Closed apulvino closed 6 months ago

apulvino commented 1 year ago

Is the pcgroup ID/value is equivalent to ChemSpider database ID/value? I don't see clarification on whether this is the case or not in the CAMERA documentation and only allusions to it in the documentation from other packages... Thanks ahead for the clarification!

stanstrup commented 1 year ago

Nope. The pcgroup number doesn't hold an significance itself. All it says is that features with the same pcgroup are probably from the same molecule based on the correlation analysis the functions have done.

apulvino commented 1 year ago

Is there a useful tool which can handle annotating these data with metabolite common names?

stanstrup commented 1 year ago

Not in any magic way. Identification in metabolomics is a large subject that you cannot find a tool that just does. There are many complex tools that can help you though. Database matching can be done with https://github.com/rformassspectrometry/MetaboAnnotation. Typically that would be done with MS2 data though. But you could use the CAMERA groups as pseudo MS2 data.

Other complex tools include SIRIUS and the suite of GNPS tools.

apulvino commented 1 year ago

do you know if it's possible to not provide ionization for every mz and intensity value you have for a run of the basic sirius command (ie. sirius [OPTIONS] -z -i -1 -2 <MS/MS FILE>), and still have it predict with what else is provided... which is to say, is this "complex tool" complex because you suspect it is difficult to learn, or complex because it is somewhat inflexible with respect to its inputs?

stanstrup commented 1 year ago

I am not using these tools myself so I cannot help you. I meant complex in the sense that what they do is a (internally) sophisticated process. I don't think they are that difficult to learn. But what is very important is that they are not trusted to provide truth. There is so much BS published where people use these tools without critical thinking about the likelihood of the results. Identification needs to be verified by old fashioned methods, e.g. standards and considering the alternative structures that are as plausible as whatever top candidate you get. You won't find any magic tool that just spits out a list of names you can sensibly use without manually curation. Those that do that provide only noise to the literature. But this is getting far outside the scope of this issue tracker....

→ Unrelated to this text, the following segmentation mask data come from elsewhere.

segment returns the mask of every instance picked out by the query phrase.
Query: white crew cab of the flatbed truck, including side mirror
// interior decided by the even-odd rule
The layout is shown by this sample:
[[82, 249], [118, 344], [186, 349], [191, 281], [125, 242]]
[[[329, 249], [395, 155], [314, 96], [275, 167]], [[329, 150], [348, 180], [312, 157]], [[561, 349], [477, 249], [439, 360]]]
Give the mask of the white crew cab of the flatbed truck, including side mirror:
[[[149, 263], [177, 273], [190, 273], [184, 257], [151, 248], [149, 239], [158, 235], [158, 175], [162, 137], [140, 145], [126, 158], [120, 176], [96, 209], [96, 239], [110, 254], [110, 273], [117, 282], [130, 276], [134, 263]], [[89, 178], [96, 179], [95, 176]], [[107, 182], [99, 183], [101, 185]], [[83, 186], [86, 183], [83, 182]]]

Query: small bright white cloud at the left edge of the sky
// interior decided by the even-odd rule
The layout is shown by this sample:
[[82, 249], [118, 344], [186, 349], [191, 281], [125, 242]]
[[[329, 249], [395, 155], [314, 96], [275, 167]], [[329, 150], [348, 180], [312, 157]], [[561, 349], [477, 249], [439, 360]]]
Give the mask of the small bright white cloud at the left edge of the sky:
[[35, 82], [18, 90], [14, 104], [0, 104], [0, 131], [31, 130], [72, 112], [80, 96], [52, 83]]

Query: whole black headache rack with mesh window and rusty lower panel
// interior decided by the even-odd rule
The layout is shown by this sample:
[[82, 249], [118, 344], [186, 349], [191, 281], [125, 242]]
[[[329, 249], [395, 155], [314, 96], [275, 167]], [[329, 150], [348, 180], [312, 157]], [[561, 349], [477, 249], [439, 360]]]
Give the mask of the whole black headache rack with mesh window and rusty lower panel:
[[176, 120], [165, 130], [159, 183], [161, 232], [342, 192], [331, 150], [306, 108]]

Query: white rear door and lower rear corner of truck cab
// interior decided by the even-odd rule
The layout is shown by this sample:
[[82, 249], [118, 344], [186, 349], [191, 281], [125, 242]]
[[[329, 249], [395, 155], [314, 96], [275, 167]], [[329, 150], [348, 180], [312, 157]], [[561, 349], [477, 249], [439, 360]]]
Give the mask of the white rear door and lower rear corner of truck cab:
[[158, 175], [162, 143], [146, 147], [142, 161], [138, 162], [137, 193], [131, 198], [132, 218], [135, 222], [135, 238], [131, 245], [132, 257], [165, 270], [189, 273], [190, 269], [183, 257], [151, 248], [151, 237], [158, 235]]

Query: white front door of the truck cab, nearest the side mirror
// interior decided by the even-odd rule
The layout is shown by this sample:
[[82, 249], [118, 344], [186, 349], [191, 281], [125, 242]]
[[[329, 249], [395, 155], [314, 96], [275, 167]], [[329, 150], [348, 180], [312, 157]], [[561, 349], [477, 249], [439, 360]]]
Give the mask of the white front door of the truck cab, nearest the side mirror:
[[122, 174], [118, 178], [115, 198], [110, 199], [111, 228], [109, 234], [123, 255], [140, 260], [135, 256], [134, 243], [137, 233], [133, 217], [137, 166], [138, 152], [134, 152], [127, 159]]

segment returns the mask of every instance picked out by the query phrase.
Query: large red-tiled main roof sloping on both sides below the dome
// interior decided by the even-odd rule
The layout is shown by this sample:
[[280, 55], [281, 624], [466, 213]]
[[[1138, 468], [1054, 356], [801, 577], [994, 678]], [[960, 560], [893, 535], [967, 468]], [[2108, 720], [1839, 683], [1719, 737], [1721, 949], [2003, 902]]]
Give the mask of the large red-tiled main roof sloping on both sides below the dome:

apulvino commented 1 year ago

I appreciate the resolution! I have more of an NGS-focused data analysis background and so this was useful insight regarding the state of the field comparatively. The run I'm analyzing is targeted... Is there certain metadata about target standards that I can ask my core for so that I can run some sort of alignment algorithm using my experimental data?

Not sure if this is possible, or what kind of data I would be asking for in this case (in terms of format/what tool would allow me to run such an alignment).